Margaret H. Lemos is a scholar of constitutional law, legal institutions, and procedure. Her scholarship focuses on the institutions of law interpretation and enforcement and their effects on substantive rights. She writes in four related fields: federalism; administrative law, including the relationship between courts and agencies; statutory interpretation; and civil procedure. Her articles have been published in the Supreme Court Review as well as in the Harvard, New York University, Texas, Minnesota, Vanderbilt, and Notre Dame law reviews.
Lemos came to Duke Law in 2011 from the Benjamin N. Cardozo School of Law, where she was an associate professor.
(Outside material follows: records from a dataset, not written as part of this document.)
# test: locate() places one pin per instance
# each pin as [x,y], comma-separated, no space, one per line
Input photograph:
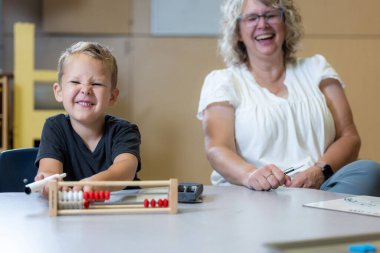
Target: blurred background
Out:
[164,49]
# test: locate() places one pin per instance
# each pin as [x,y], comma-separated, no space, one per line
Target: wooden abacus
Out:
[78,206]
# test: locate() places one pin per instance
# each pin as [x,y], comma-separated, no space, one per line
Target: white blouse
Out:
[288,132]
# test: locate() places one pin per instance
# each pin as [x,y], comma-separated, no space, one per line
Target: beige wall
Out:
[168,75]
[161,78]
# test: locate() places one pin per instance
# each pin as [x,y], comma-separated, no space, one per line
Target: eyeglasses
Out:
[270,17]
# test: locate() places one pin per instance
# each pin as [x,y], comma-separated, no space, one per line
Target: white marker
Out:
[38,185]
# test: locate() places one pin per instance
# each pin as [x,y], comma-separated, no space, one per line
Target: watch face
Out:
[327,171]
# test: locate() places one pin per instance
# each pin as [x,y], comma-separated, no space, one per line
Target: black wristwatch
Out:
[326,170]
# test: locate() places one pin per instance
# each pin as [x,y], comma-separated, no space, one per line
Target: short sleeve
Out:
[324,69]
[217,87]
[52,144]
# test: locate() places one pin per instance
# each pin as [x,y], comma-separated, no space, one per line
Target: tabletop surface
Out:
[230,219]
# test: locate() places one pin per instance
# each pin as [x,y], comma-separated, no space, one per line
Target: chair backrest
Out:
[17,169]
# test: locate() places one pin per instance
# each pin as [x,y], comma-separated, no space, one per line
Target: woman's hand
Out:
[311,178]
[266,178]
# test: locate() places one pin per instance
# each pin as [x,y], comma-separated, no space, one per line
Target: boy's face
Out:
[85,89]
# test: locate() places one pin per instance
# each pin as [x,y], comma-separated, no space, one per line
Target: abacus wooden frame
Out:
[172,185]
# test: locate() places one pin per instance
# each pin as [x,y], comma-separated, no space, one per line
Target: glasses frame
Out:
[266,16]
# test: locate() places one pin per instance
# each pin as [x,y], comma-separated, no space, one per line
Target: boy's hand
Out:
[45,190]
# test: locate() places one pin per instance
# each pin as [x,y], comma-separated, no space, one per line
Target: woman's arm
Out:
[345,148]
[218,127]
[346,145]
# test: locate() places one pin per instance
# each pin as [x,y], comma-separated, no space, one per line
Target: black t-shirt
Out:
[59,141]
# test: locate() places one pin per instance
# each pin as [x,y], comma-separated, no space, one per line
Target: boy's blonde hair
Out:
[94,50]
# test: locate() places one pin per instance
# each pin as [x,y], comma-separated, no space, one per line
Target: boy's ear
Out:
[57,92]
[114,94]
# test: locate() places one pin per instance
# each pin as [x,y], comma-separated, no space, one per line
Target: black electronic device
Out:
[190,192]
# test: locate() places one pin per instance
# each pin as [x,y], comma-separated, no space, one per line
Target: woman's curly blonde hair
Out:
[234,51]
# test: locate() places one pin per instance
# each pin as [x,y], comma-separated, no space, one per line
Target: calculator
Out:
[190,192]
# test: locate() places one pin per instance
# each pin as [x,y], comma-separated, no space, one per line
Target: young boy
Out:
[87,144]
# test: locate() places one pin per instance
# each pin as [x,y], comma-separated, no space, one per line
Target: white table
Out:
[231,219]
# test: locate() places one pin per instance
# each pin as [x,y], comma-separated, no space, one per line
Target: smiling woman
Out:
[269,110]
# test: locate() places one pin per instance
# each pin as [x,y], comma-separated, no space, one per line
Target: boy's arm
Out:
[48,167]
[123,169]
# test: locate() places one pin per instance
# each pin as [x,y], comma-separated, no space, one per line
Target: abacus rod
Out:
[114,183]
[112,211]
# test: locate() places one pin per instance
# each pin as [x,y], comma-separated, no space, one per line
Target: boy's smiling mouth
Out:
[84,103]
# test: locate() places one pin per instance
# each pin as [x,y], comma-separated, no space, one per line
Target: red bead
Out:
[101,195]
[96,195]
[90,196]
[106,195]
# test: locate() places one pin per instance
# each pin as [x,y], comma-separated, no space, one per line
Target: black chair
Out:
[17,169]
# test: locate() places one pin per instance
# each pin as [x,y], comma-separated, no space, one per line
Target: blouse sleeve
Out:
[217,87]
[325,70]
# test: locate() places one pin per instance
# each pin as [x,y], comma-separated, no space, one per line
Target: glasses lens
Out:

Prior to joining the Cardozo faculty, Lemos was a Furman Fellow and program coordinator at New York University School of Law, a Bristow Fellow at the Office of the Solicitor General, and a law clerk for Judge Kermit V. Lipez of the U.S. Court of Appeals for the First Circuit, and for U.S. Supreme Court Justice John Paul Stevens. She graduated summa cum laude from New York University School of Law, where she was senior notes editor of the New York University Law Review.
Lemos was awarded Duke’s Distinguished Teaching Award in 2013, and students at Cardozo voted her the “best first-year teacher” in 2010 and in 2011.